CAMILA URRUTIA: GUNPOWDER HEART (2019)
ANDREA HENRY, VANESSA HERNANDEZ IN GUNPOWDER HEART
Violent lesbian girls in Guatemala. This is an unexpected new genre. The two girls, Maria (Vanessa Hernández) and Claudia (Andrea Henry), are young. One is blond, the other dark. Both have tattoos and are femme, but like butch things like bikes. Twenty minutes into this short film they are attacked by three men, who terrorize them, make them strip, get lined up perhaps to rape them, but then are scared off by the guards of the park where this happens because it's closing time. The girls debate what to do for revenge. What they do is chaotic, and leads to disaster.
This is very rough. The two girls aren't very well delineated, and their relationship isn't very well defined either. Some scenes toward the end especially seem very chaotic. But it has excitement and a sense of danger. For some reason it reminded me of a favorite film of mine, Manuel Pradal's 1997
Marie Baie des Anges. Pradal's film is better made and far more beautiful, but both films have in common that sense of love leading to destruction.
The chaos may reflect a kind of pathetic fallacy - the art work mimicking the undesirable quality it seems to depict. But as a rough note from the front, from a demographic that is, like transgender people, by its nature in danger from racist, violent, illiberal elements of society particularly in a violent and poor Latin American country, this has validity as a vivid message from the front. The young filmmaker Camila Urrutia, who addresses the audience in a very short video before the movie starts as do all the directors in the SXSW virtual theater offerings, would and does define herself and these two young women as "queer." "Lesbian" is a retro term, apolitical and conservative and perhaps hostile terminology.

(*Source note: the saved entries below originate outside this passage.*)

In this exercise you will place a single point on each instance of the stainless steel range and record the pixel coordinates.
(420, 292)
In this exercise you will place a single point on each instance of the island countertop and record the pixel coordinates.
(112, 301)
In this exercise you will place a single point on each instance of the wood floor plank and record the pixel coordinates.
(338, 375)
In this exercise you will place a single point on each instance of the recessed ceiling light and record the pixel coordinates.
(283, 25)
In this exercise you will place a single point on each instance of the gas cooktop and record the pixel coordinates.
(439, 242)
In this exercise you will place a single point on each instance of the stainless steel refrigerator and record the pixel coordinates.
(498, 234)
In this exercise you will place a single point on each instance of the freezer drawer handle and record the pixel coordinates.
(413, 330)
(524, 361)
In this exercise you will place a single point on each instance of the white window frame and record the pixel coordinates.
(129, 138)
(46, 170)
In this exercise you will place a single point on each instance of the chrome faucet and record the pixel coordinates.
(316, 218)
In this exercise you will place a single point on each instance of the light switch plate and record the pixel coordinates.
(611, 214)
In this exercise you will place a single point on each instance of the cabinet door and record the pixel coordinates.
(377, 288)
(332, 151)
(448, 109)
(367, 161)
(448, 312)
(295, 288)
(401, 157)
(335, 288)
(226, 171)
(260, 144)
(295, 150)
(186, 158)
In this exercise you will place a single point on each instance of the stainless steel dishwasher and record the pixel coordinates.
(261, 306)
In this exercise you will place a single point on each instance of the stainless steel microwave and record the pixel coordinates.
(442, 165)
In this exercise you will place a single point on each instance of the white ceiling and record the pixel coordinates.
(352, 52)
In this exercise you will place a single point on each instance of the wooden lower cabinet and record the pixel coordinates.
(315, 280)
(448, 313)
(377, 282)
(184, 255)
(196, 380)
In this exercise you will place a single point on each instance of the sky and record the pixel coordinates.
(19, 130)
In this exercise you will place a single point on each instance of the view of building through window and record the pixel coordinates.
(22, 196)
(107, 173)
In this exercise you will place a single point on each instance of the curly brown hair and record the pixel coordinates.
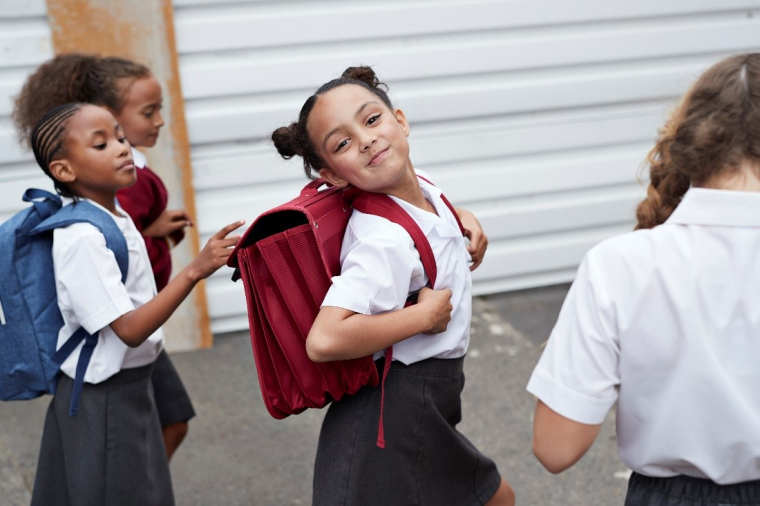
(293, 140)
(73, 77)
(715, 127)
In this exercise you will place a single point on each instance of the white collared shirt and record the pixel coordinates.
(667, 323)
(380, 267)
(91, 295)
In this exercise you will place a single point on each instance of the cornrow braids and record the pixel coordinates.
(48, 140)
(74, 77)
(294, 139)
(714, 128)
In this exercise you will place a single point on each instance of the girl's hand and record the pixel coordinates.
(168, 223)
(478, 238)
(214, 255)
(438, 308)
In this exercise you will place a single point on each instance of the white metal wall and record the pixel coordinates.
(24, 43)
(534, 114)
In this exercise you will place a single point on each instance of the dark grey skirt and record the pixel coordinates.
(111, 453)
(172, 401)
(426, 461)
(688, 491)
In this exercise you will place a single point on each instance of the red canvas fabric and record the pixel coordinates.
(286, 260)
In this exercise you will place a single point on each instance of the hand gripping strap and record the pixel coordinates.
(83, 212)
(385, 207)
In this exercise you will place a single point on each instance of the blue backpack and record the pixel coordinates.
(29, 316)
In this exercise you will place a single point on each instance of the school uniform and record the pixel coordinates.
(144, 202)
(425, 460)
(112, 451)
(666, 323)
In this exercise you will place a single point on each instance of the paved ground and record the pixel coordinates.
(236, 454)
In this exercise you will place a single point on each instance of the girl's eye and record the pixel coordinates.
(341, 144)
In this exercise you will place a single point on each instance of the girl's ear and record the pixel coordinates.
(62, 171)
(332, 178)
(401, 118)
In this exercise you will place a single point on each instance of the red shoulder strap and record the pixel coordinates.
(384, 206)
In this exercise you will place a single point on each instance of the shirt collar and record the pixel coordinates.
(139, 158)
(723, 208)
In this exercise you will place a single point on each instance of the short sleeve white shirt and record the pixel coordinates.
(380, 267)
(666, 322)
(91, 295)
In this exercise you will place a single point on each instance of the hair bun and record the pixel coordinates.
(286, 141)
(364, 74)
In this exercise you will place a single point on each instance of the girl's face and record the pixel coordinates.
(98, 158)
(361, 141)
(140, 116)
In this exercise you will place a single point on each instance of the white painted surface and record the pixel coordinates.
(535, 114)
(24, 43)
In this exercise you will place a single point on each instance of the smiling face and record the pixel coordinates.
(361, 141)
(140, 115)
(98, 159)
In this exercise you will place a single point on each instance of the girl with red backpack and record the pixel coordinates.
(350, 134)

As of course "queer" was originally. This film will do well at LGBT events and could become a cult film for its niche.
Gunpowder Heart/Pólvora en el corazón, 88 mins., debuted Nov. 19, 2019 at Huelva Iberoamerican Film Festival. It was to be in the cancelled April SXSW Festival and was screened on Amazon Prime for this review as part of the virtual theater presentation Apr. 27-May 6, 2020 of a selection of SXSW films.